I would also say that times of change and flux are times that define businesses and allow for what would seem like a crazy idea to now be considered normal. Up until this point in time you could start a business without an online element. We have now entered an era of digital by default. This is beyond just websites and online stores and is pushing us all to discover new and creative solutions. It is far harder for a business to adapt compared with a new business to be able to plan in this environment. 

On how to manage the emotional side, I really think that can be different for everyone. We are thankfully in an age where we are encouraged to talk and take care of our mental health. Business is hard and complex. Most people don’t face that many strategic decisions in their lives, but entrepreneurs do this almost daily, if not several times a day. We also need to remind ourselves that no one has ever lived in 2020 under these conditions before. No one is really an expert; they are just making a judgement call based upon gaining context and knowledge. Ask for help, seek knowledge, google things, watch videos, do what you need to do to be happy. 

Can you give us some examples of successful launches at Shopify? Why do you think those shops had such success? 

I can’t disclose who uses the platform in that sense, but what I do know is that success is never random; it takes lots of work. The businesses that are successful build their relationships and communities over time. I know no one wants to hear [the truth that] “Rome wasn’t built in a day.” Every day is a new day and requires new customers and returning ones who are happy with your product and service. I feel like a basketball coach, but focus on the fundamentals! 

Plants and sunshine.

Before we end this interview – I want to ask you about your zine. What is it? And should we all be creating zines? 
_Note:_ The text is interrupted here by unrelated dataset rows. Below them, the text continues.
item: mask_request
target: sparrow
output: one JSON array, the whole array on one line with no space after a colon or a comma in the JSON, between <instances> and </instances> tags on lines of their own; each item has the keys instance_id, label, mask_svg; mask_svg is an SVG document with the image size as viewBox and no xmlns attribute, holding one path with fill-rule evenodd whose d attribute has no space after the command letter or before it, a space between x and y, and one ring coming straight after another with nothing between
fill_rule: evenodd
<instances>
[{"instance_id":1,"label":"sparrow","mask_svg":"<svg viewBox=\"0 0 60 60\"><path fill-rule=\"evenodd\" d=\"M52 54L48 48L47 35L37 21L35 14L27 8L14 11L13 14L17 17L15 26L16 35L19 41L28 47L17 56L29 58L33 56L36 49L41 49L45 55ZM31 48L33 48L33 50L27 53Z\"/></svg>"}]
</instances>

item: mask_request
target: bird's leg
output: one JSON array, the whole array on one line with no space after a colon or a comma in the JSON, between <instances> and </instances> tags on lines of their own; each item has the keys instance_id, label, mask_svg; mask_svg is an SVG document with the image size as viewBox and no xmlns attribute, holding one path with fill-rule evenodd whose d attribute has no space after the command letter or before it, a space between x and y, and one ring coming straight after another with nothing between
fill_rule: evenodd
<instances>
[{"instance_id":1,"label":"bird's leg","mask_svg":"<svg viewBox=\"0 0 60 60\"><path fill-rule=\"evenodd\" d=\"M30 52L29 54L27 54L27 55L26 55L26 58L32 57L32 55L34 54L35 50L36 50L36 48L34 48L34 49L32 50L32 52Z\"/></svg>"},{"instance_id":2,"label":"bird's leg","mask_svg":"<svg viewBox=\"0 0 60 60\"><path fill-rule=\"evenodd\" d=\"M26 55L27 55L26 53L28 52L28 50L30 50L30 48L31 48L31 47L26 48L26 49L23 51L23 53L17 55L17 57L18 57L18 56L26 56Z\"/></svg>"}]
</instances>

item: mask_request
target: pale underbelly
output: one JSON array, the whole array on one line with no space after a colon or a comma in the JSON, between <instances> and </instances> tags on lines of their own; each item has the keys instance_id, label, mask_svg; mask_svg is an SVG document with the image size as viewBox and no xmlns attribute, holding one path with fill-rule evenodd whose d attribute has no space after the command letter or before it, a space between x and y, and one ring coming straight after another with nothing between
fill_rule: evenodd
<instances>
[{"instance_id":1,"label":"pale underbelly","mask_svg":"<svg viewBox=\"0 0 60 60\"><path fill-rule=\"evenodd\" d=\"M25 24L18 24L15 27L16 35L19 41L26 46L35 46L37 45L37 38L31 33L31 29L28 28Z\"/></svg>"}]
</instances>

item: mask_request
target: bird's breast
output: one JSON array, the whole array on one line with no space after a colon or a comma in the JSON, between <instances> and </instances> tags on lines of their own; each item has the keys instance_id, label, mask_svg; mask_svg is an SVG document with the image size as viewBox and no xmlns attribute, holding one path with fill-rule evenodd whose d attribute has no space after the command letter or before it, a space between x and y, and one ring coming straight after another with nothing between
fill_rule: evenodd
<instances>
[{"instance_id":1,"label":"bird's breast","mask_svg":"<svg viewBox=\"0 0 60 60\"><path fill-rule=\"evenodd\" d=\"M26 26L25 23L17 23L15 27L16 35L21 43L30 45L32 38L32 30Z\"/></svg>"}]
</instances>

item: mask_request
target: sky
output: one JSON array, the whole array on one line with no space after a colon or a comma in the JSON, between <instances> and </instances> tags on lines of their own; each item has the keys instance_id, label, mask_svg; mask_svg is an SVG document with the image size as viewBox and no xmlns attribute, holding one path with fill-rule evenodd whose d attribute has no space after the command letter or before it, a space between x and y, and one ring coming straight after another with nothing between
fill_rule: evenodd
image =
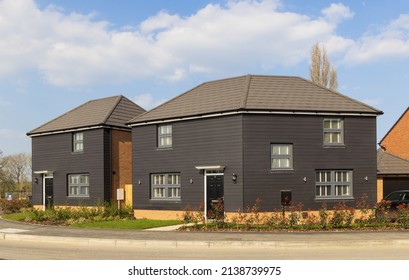
<instances>
[{"instance_id":1,"label":"sky","mask_svg":"<svg viewBox=\"0 0 409 280\"><path fill-rule=\"evenodd\" d=\"M338 91L384 112L409 106L407 0L0 0L0 150L89 101L149 110L200 83L246 74L309 79L315 43Z\"/></svg>"}]
</instances>

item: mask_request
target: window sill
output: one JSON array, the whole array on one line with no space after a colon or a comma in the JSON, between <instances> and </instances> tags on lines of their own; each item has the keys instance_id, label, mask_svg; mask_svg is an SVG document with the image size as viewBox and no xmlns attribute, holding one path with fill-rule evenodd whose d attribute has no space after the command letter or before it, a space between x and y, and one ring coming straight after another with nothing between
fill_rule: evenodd
<instances>
[{"instance_id":1,"label":"window sill","mask_svg":"<svg viewBox=\"0 0 409 280\"><path fill-rule=\"evenodd\" d=\"M270 169L270 173L288 173L288 172L294 172L295 170L293 168L282 168L282 169Z\"/></svg>"},{"instance_id":2,"label":"window sill","mask_svg":"<svg viewBox=\"0 0 409 280\"><path fill-rule=\"evenodd\" d=\"M345 148L345 144L323 144L323 148Z\"/></svg>"},{"instance_id":3,"label":"window sill","mask_svg":"<svg viewBox=\"0 0 409 280\"><path fill-rule=\"evenodd\" d=\"M170 198L151 198L149 202L166 202L166 203L181 203L181 199L170 199Z\"/></svg>"},{"instance_id":4,"label":"window sill","mask_svg":"<svg viewBox=\"0 0 409 280\"><path fill-rule=\"evenodd\" d=\"M339 197L316 197L315 201L341 201L341 200L354 200L355 198L353 196L339 196Z\"/></svg>"},{"instance_id":5,"label":"window sill","mask_svg":"<svg viewBox=\"0 0 409 280\"><path fill-rule=\"evenodd\" d=\"M156 150L157 151L170 151L170 150L173 150L173 148L172 147L163 147L163 148L157 147Z\"/></svg>"}]
</instances>

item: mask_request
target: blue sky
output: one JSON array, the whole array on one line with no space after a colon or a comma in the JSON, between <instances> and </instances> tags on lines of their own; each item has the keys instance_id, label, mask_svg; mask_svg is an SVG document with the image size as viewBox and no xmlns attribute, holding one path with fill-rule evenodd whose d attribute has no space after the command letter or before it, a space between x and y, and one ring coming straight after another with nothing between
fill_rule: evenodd
<instances>
[{"instance_id":1,"label":"blue sky","mask_svg":"<svg viewBox=\"0 0 409 280\"><path fill-rule=\"evenodd\" d=\"M380 140L409 106L409 4L371 1L0 0L0 150L91 99L145 109L243 74L308 78L322 43L338 90L384 112Z\"/></svg>"}]
</instances>

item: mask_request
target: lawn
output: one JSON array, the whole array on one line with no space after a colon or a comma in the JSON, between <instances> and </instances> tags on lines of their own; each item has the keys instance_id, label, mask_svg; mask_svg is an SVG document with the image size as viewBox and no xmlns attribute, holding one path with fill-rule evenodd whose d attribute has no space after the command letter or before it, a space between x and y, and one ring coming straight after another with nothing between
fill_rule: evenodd
<instances>
[{"instance_id":1,"label":"lawn","mask_svg":"<svg viewBox=\"0 0 409 280\"><path fill-rule=\"evenodd\" d=\"M3 214L2 218L5 220L24 222L27 217L27 212L19 212L13 214ZM178 220L113 220L113 221L99 221L87 222L69 225L69 227L76 228L109 228L109 229L148 229L155 227L165 227L182 224Z\"/></svg>"},{"instance_id":2,"label":"lawn","mask_svg":"<svg viewBox=\"0 0 409 280\"><path fill-rule=\"evenodd\" d=\"M89 222L83 224L70 225L70 227L76 228L111 228L111 229L148 229L155 227L166 227L182 224L177 220L115 220L115 221L101 221L101 222Z\"/></svg>"}]
</instances>

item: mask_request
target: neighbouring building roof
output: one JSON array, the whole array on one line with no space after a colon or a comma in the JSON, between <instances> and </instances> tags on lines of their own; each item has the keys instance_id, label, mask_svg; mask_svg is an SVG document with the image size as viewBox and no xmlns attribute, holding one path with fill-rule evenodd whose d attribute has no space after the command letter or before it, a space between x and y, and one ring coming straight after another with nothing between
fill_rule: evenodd
<instances>
[{"instance_id":1,"label":"neighbouring building roof","mask_svg":"<svg viewBox=\"0 0 409 280\"><path fill-rule=\"evenodd\" d=\"M203 83L137 116L129 124L254 111L383 114L371 106L303 78L246 75Z\"/></svg>"},{"instance_id":2,"label":"neighbouring building roof","mask_svg":"<svg viewBox=\"0 0 409 280\"><path fill-rule=\"evenodd\" d=\"M378 149L378 175L409 175L409 160Z\"/></svg>"},{"instance_id":3,"label":"neighbouring building roof","mask_svg":"<svg viewBox=\"0 0 409 280\"><path fill-rule=\"evenodd\" d=\"M145 110L128 98L119 95L88 101L81 106L31 130L28 136L64 132L72 129L86 129L95 126L109 126L129 129L130 119Z\"/></svg>"},{"instance_id":4,"label":"neighbouring building roof","mask_svg":"<svg viewBox=\"0 0 409 280\"><path fill-rule=\"evenodd\" d=\"M409 107L405 110L405 112L403 112L403 114L399 117L399 119L394 123L394 125L388 130L385 136L381 139L381 141L379 142L381 145L388 138L389 134L391 134L391 132L397 127L397 125L401 122L401 120L406 116L409 116ZM409 127L407 128L407 131L409 131Z\"/></svg>"}]
</instances>

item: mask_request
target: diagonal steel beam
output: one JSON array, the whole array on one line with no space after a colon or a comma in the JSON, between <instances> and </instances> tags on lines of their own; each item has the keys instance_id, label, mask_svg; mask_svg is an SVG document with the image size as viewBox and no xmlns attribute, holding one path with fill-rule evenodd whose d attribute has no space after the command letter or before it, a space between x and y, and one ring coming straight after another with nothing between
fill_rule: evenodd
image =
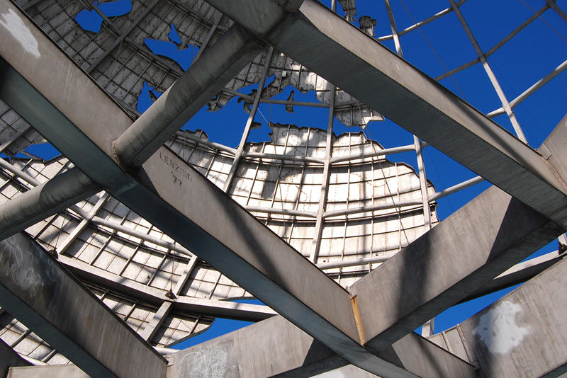
<instances>
[{"instance_id":1,"label":"diagonal steel beam","mask_svg":"<svg viewBox=\"0 0 567 378\"><path fill-rule=\"evenodd\" d=\"M0 43L0 52L6 59L12 59L2 51L6 45L9 42ZM28 54L22 53L23 50L16 48L13 55L30 58ZM55 59L55 55L50 57ZM38 62L25 60L25 63L18 62L28 70L26 79L19 81L23 85L28 79L38 81L32 74L34 70L26 66L33 68ZM48 62L43 64L47 65ZM10 66L4 64L6 71L10 71ZM11 75L8 78L12 80L18 76ZM66 72L66 75L72 76L72 73ZM43 76L39 81L42 80L48 79ZM38 110L25 105L26 96L35 96L35 99L40 101L42 93L29 82L28 89L31 94L28 91L14 89L13 82L17 81L6 81L3 91L12 93L11 100L19 107L17 110L23 109L28 118L35 117L38 122L33 124L43 132L54 132L59 125L38 122ZM72 89L74 88L70 86L67 96L73 93ZM64 145L65 149L61 149L68 156L76 157L77 166L110 188L117 198L349 362L383 376L411 375L363 348L359 338L361 328L357 326L348 293L167 149L162 147L141 169L127 174L108 153L108 144L99 144L100 139L116 139L120 130L104 123L91 130L89 127L92 121L88 119L79 120L82 122L76 126L68 120L69 116L74 115L69 103L60 104L57 108L45 101L47 103L43 104L41 110L55 115L53 119L67 119L62 130L73 133L74 137L69 139L65 132L60 131L51 134L51 139ZM108 109L111 108L109 105ZM90 138L91 134L94 135L95 140ZM101 160L81 158L73 144L89 147ZM116 147L113 152L120 154L120 150ZM97 173L106 175L96 176L92 173L95 167ZM305 290L313 287L320 291Z\"/></svg>"},{"instance_id":2,"label":"diagonal steel beam","mask_svg":"<svg viewBox=\"0 0 567 378\"><path fill-rule=\"evenodd\" d=\"M208 0L250 33L567 228L565 185L541 156L319 2ZM242 9L246 9L243 11ZM284 19L272 28L272 18Z\"/></svg>"},{"instance_id":3,"label":"diagonal steel beam","mask_svg":"<svg viewBox=\"0 0 567 378\"><path fill-rule=\"evenodd\" d=\"M419 371L420 377L472 377L476 374L473 365L415 333L396 343L390 353L398 365ZM389 358L386 353L383 357ZM203 371L215 371L222 377L308 377L348 364L281 316L169 355L168 359L171 378L198 375ZM210 362L203 366L204 360Z\"/></svg>"},{"instance_id":4,"label":"diagonal steel beam","mask_svg":"<svg viewBox=\"0 0 567 378\"><path fill-rule=\"evenodd\" d=\"M165 377L165 359L28 236L0 241L0 268L2 308L89 375Z\"/></svg>"}]
</instances>

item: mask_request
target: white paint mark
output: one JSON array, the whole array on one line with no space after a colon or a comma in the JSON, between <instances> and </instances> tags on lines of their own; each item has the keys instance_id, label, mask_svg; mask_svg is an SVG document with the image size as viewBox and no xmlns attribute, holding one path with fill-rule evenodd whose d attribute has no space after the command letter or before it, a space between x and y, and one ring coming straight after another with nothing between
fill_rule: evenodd
<instances>
[{"instance_id":1,"label":"white paint mark","mask_svg":"<svg viewBox=\"0 0 567 378\"><path fill-rule=\"evenodd\" d=\"M38 50L38 41L33 37L31 31L23 24L21 18L13 9L10 9L7 13L2 14L4 21L0 20L0 25L13 35L13 37L22 45L26 52L34 55L36 58L41 56Z\"/></svg>"},{"instance_id":2,"label":"white paint mark","mask_svg":"<svg viewBox=\"0 0 567 378\"><path fill-rule=\"evenodd\" d=\"M520 304L504 302L481 316L473 334L481 338L490 353L507 354L530 333L529 327L516 323L516 314L522 311Z\"/></svg>"},{"instance_id":3,"label":"white paint mark","mask_svg":"<svg viewBox=\"0 0 567 378\"><path fill-rule=\"evenodd\" d=\"M191 357L189 357L191 356ZM186 361L185 358L189 357ZM198 350L184 355L179 362L179 377L183 378L217 378L227 376L228 350L218 348Z\"/></svg>"}]
</instances>

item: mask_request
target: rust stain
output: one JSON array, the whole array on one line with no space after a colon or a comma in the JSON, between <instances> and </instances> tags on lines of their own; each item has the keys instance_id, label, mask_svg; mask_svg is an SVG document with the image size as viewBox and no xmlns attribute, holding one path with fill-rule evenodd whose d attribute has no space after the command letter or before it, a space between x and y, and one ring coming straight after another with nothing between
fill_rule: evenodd
<instances>
[{"instance_id":1,"label":"rust stain","mask_svg":"<svg viewBox=\"0 0 567 378\"><path fill-rule=\"evenodd\" d=\"M359 338L360 338L360 343L364 345L367 340L364 338L364 330L362 328L362 321L360 318L359 309L357 307L357 296L352 297L350 299L351 304L352 304L352 311L354 313L354 321L357 323L357 330L359 332Z\"/></svg>"}]
</instances>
Rad! Zines are really just an informal magazine, usually self-published. I have always loved making and sharing content — art for art’s sake. The current one I just made using Keynote on my Mac and it’s just a free pdf download from my site. I would encourage anyone to create and share what drives them.

Anything else you would like to say?

Thank you! To everyone who shops local, to the local business owners and folks who really try to put the community first, thank you!

Iain is a stylish, friendly and positive resource for shopkeepers at Shopify.